Call: We recorded nine calls of one male Centrolene buckleyi (QCAZ 26032; SVL = 25.9 mm) in the laboratory of QCAZ (air temperature = 22.7 °C; cassette number QCAZ-CC-154). The male began calling from a cooler, escaped the cooler, and then continued calling in a dark room. Each call consisted of 1–5 notes, each note with two distinct metallic, high-pitched pulses ( Fig. 7 View Figure 7 ). These calls presumably represent advertisement calls, although recordings of other males in the field will be necessary to confirm this presumption. A detailed summary of call parameters is given in Table 3. The call of the specimen collected at YBS differs remarkably from previous reports. According to Bolívar et al. (1999), the fundamental frequency of a C. buckleyi in Colombia (4°44′39′N, 76°18′16′W; 2220 m) was 5200 Hz (highest frequency in the YBS specimen = 4139 Hz; Table 3). The differences between these calls may represent geographical variation within a single species, different type of call and/or measurement errors, but it is also possible that the two populations represent distinct lineages (discussed below).

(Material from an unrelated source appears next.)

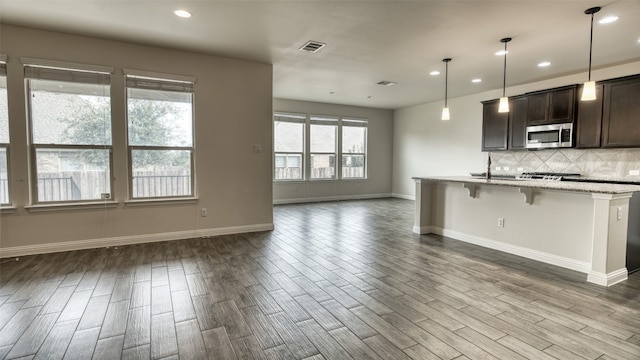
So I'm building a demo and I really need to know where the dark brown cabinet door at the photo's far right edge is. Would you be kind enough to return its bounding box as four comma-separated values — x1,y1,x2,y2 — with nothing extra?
602,77,640,147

Remarks: The validity of the Centrolene prosoblepon group as a monophyletic group remains to be tested; it is important to emphasize that phenetic groups (if not supported by unambiguous synapomorphies) are convenient only for some taxonomic activities such as identifying and naming species. Specimens of Centrolene buckleyi collected in YBS (QCAZ 22388, 26031 and 32) differ from the description presented by Lynch & Duellman (1973) in the following (characters in parentheses are from Lynch & Duellman, 1973): (1) dorsum with scattered whitish warts (no warts); (2) when adpressed, Finger II longer than Finger I (first and second fingers equal in length); (3) outer edge of forearm with lightly white dermal ridge (ulnar ridge absent); (4) inner edge of tarsus with low fold (tarsal fold absent); and (5) SVL in males, 25.3–26.5 mm (28.4–29.5 mm). Examination of a larger series of C. buckleyi (Appendix 1) reveals that most of the differences mentioned above are artefacts of a small sample size or mistaken observations. Additionally, Lynch & Renjifo (2001) mentioned that males of C. buckleyi have tubercles in the reproductive season. Myers & Donnelly (1997) elevated the Venezuelan populations of Centrolene buckleyi ( Centrolenella buckleyi venezuelensis Rivero, 1968 ) to the species level, Centrolene venezuelense ( Rivero, 1968) , but they did not provide evidence supporting this taxonomic change. Although it is possible that the populations in Venezuela form a distinct lineage ( Señaris, 2001), taxonomic changes need to be justified with studies across the distribution range of ‘ Centrolene buckleyi ’.